Ping a Specific Port

Question

André Fernandes

Asked: 2017-06-13 09:33:00 +0800 CST2017-06-13 09:33:00 +0800 CST 2017-06-13 09:33:00 +0800 CST

BIND ICMP Port Unreachable responses

772

I'm experiencing random issues on a DNS resolver running BIND 9.8.2 (RHEL6) behind a loadbalancer.

The loadbalancer is actively probing the server with a DNS query to find if it's alive, and every now and then it gets a "Connection refused" (ICMP) for port 53, which briefly makes the server unavailable for service in the loadbalancer server pool.

This happens intermittently (the LB probes every 10 seconds, and we usually see 1 or 2 failures, followed by successes) for several minutes at a time, and then stops, it happens during peak load times but it has been detected when the traffic is at the lowest.

When the issue occurs BIND is up and running, which makes the "connection refused" message confusing, I would expect that from a server with no listening service on port 53, which is not the case. Even if the DNS resolution failed for the probing record, the answer would be a NXDOMAIN or SERVFAIL, not a flat-out UDP rejection.

The query logs don't show the failing probes, which means the UDP packet is rejected before being delivered to BIND for processing.

My best guess is that this is caused by resource exhaustion of some sort, but I can't figure out what exactly. We're monitoring open file descriptors, net.netfilter.nf_conntrack_count, CPU, memory, recursive-clients, etc. and none of those indicators even approach the limits when the issue hits.

None of the log files has any relevant error messages at the times when the issue occurs.

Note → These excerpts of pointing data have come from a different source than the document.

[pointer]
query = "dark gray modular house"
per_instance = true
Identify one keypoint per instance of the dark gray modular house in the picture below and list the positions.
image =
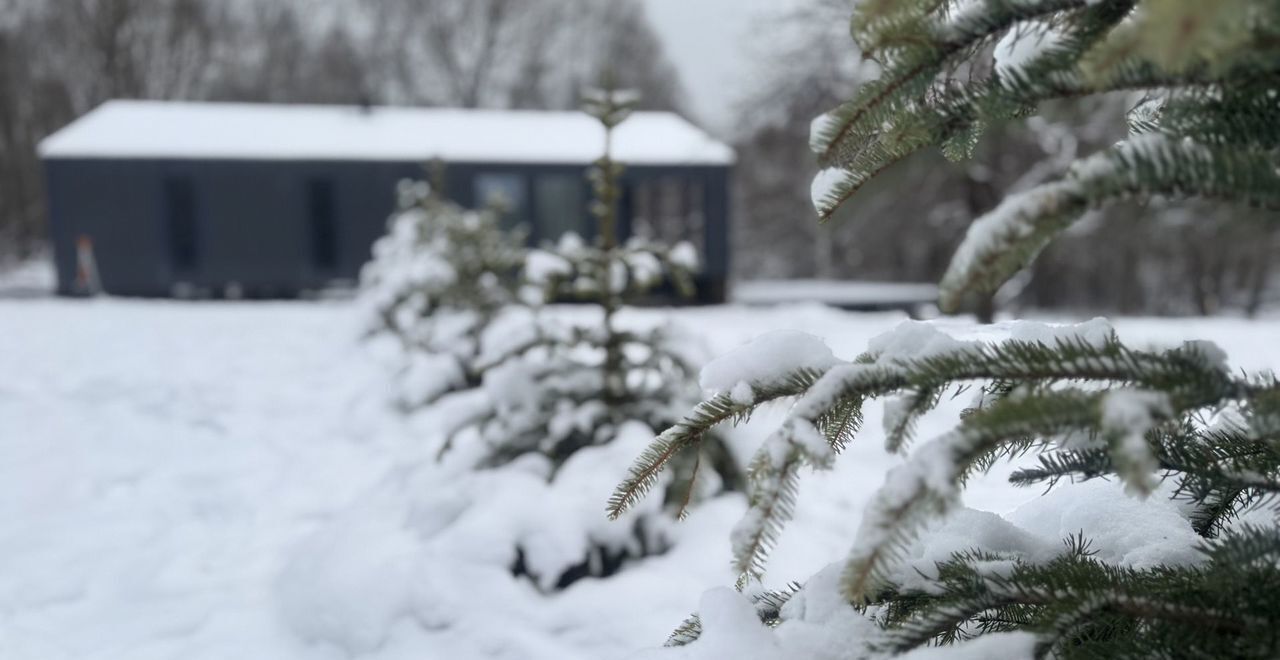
(177, 198)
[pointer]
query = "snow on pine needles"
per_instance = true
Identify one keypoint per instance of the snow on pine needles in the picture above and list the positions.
(215, 480)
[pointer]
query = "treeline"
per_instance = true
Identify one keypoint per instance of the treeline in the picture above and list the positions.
(60, 59)
(1138, 259)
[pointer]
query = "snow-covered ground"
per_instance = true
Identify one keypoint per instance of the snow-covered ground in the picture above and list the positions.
(224, 480)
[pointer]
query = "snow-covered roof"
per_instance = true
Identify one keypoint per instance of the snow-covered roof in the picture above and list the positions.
(160, 129)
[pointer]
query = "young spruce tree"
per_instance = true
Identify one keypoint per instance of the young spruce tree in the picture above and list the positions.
(1205, 124)
(557, 390)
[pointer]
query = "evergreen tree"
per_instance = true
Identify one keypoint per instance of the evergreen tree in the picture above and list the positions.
(560, 394)
(1080, 400)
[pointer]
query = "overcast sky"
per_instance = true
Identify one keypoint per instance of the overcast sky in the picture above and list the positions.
(711, 42)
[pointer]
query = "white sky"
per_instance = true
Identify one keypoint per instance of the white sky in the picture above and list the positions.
(711, 44)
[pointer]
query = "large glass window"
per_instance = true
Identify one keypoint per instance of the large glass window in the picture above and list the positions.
(324, 228)
(506, 192)
(561, 205)
(179, 204)
(670, 209)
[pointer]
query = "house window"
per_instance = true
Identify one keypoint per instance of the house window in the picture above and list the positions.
(504, 192)
(324, 228)
(179, 204)
(670, 209)
(560, 204)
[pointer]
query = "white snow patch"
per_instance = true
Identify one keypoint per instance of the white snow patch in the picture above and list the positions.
(1124, 531)
(824, 186)
(766, 360)
(165, 129)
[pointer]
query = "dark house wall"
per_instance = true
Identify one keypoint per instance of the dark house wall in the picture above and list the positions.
(280, 228)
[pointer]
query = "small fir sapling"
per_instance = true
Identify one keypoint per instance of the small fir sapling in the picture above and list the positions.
(1175, 422)
(566, 381)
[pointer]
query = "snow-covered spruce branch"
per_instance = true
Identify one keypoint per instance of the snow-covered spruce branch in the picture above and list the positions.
(768, 608)
(914, 63)
(1004, 241)
(690, 431)
(1075, 591)
(828, 412)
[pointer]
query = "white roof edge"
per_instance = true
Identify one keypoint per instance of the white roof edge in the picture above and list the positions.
(215, 131)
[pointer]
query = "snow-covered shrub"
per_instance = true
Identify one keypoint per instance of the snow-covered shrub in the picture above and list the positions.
(1193, 578)
(438, 278)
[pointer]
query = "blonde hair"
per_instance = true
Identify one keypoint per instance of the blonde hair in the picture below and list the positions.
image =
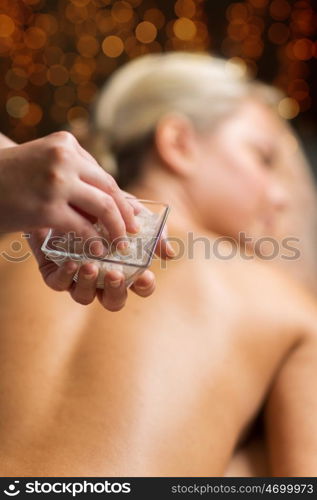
(205, 89)
(201, 87)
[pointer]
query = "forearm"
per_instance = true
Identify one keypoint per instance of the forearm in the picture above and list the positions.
(5, 142)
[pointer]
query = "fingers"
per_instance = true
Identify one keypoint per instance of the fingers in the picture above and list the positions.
(164, 249)
(72, 221)
(114, 295)
(60, 279)
(94, 175)
(84, 290)
(102, 206)
(135, 204)
(144, 285)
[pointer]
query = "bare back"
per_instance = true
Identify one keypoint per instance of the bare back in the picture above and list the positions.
(167, 386)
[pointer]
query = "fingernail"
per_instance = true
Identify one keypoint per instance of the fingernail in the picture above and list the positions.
(144, 287)
(97, 248)
(135, 228)
(124, 247)
(89, 276)
(115, 283)
(170, 250)
(71, 268)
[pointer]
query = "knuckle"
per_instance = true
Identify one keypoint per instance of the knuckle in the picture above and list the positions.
(114, 307)
(84, 301)
(107, 203)
(63, 136)
(59, 153)
(55, 175)
(112, 185)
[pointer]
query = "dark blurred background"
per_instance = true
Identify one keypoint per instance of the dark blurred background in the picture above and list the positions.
(55, 54)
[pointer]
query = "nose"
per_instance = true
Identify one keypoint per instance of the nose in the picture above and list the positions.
(278, 196)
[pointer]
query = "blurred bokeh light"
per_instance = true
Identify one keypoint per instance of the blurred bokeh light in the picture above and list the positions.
(55, 54)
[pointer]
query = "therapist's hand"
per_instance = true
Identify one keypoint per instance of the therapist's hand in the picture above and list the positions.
(54, 182)
(114, 295)
(57, 170)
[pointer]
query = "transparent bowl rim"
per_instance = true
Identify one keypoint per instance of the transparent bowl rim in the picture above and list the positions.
(59, 253)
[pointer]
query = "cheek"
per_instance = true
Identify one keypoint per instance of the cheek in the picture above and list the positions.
(236, 198)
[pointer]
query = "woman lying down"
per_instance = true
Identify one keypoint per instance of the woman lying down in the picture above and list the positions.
(174, 386)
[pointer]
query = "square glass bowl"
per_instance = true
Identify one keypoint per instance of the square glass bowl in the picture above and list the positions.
(60, 247)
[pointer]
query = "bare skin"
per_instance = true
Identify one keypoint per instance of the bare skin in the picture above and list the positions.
(84, 392)
(170, 389)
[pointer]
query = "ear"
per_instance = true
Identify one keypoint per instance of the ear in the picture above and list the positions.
(177, 144)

So, my question: what networking metrics/parameters should I look into?

Configuration

/etc/sysconfig/named

OPTIONS="-4 -n10 -S 8096 "

named.conf

options {
        directory "/var/named";
        pid-file "/var/run/named/named.pid";
        statistics-file "/var/named/named.stats";
        dump-file "/var/named/named_dump.db";
        zone-statistics yes;
        version "Not disclosed";
        listen-on-v6 { any; };
        allow-query { clients; privatenets; };
        recursion yes;                             // default
        allow-recursion { clients; privatenets; };
        allow-query-cache { clients; privatenets; };
        recursive-clients 10000;
        resolver-query-timeout 5;
        dnssec-validation no;
        //querylog no;

        allow-transfer { xfer; };
        transfer-format many-answers;
        max-transfer-time-in 10;
        notify yes;                                // default

        blackhole { bogusnets; };

        // avoid reserved ports
        avoid-v4-udp-ports { 1935; 2605; 4321; 6514; range 8610 8614; };
        avoid-v6-udp-ports { 1935; 2605; 4321; 6514; range 8610 8614; };

        max-cache-ttl 10800; // 3h

        response-policy {
                zone "rpz";
                zone "rpz2";
                zone "static";
        };
        rate-limit {
                window 2; // seconds rolling window
                ipv4-prefix-length 32;

                nxdomains-per-second 5;
                nodata-per-second 3;
                errors-per-second 3;
        };
};

Edit: UDP receive errors

$ netstat -su
IcmpMsg:
    InType3: 1031554
    InType8: 115696
    InType11: 178078
    OutType0: 115696
    OutType3: 502911
    OutType11: 3
Udp:
    27777696664 packets received
    498707 packets to unknown port received.
    262343581 packet receive errors
    53292481120 packets sent
    RcvbufErrors: 273483
    SndbufErrors: 3266
UdpLite:
IpExt:
    InMcastPkts: 6
    InOctets: 2371795573882
    OutOctets: 13360262499718
    InMcastOctets: 216

Edit 2: network memory sizing

$ cat /proc/sys/net/core/rmem_max
67108864
$ cat /proc/sys/net/ipv4/udp_mem
752928  1003904 1505856

~~Edit 3: No issue with UdpInErrors~~

~~Had a probe failure event with no corresponding increase in UDP packet receive errors, so that seems to be ruled out as a cause.~~

Edit 4: there may be 2 issues at play here, some instances of failures have corresponding UdpInErrors increases, and some don't

I've found an occurrence which correlates to a problem with UDP receive errors:

I have already increased the kernel memory values to:

# cat /proc/sys/net/core/wmem_max
67108864
# cat /proc/sys/net/core/rmem_max
67108864
# cat /proc/sys/net/ipv4/udp_rmem_min
8192
# cat /proc/sys/net/ipv4/udp_wmem_min
8192

It does not seem to be load-related, similar servers with the same and even bigger workloads show no issues, while at the same time the other server behind the same loadbalancer showed the exact same behaviour during that time period.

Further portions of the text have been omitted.